In between, conservatives rob the nation's Commons, without building anything. Always, they are bailed out by taxpayers. In 1989, Congress created the Resolution Trust Corp. to take over $125 billion in assets owned by 296 failed savings and loan associations. Over the next six years it added $394 billion in assets belonging to an additional 747 insolvent thrifts. The RTC’s main job was to sell those assets, mostly real estate, at the best price it could get.

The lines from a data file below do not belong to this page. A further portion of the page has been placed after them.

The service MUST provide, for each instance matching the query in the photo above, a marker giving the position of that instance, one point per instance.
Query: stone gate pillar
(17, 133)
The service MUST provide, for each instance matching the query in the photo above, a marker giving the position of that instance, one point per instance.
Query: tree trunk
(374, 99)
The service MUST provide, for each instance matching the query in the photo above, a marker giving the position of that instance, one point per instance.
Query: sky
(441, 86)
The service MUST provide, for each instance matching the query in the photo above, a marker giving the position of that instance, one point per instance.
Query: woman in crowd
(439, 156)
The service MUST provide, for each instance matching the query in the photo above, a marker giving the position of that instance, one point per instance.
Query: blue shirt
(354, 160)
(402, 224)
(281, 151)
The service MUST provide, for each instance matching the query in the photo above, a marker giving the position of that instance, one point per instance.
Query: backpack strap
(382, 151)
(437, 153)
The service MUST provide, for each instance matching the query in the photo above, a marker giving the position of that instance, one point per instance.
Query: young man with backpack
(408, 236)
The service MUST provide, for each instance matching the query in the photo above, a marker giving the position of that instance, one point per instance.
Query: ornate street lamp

In the end, the S&L cleanup cost American taxpayers an estimated $124 billion. The RTC ceased operation in 1996. Despite the price tag of the thrift bailout, many believe the RTC successfully averted even worse consequences and higher costs. Heading the RTC was Vice President George H.W. Bush despite the fact that his son, Neil, was one of the key perpetrators in robbing the S&L's. It's not coincidence that the majority of the perps were Republicans, only one of whom, Charles Humphrey Keating Jr., to my knowledge was convicted of any crime. And, once again, the US taxpayer is called upon to pay the bill, despite enormous wealth the CEO's have piled up during their tenure simply by moving pension fund wealth around that had already been made. From this wealth, they extracted gross bonuses that should have gone to the owners of this money, workers and retirees who should have gotten the majority of the interest on these funds, but were given only a pittance.

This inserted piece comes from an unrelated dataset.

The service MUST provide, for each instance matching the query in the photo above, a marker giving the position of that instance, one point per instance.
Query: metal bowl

As a result of Wall Street's ponzi schemes, the Institute for Policy Studies has identified the staggering income inequality in the US population as the root of a deeply flawed political economy in a recent report entitled: Second Chance A Sensible Plan for Getting the Recovery Right. The authors -- Sarah Anderson, John Cavanagh, Chuck Collins, Dedrick Muhammad, and Sam Pizzigati have outlined a plan that begins with government rebuilding accountability and trust severly undermined by the Bush administration's lack of oversite with the Wall Street financial services industry. Briefly stated, the report warns that
"Congress assumes that the funding for the Wall Street bailout and stimulus investments will come from additional federal borrowing. But this rush to borrow merely shifts the recovery burden onto the backs of future taxpayers. Congress needs to change course — and develop a 'pay as we go' plan that makes Wall Street pay. The lion’s share of bailout funding should come from the high-finance gamblers and CEOs who have so profited from our casino economy."The IPS report suggest several tax reforms that it believes could generate over $500 billion in revenue to pay for economic recovery. Program basics are:
- Fund a green stimulus for the real economy;
- Restructure mortgages for families put at risk by predatory lenders;
- Make Wall Street speculators pay for the bailout;
- Shut down the global casino: Assert real oversight of financial markets; and
- Limit CEO pay and prohibit profiteering from the bailout.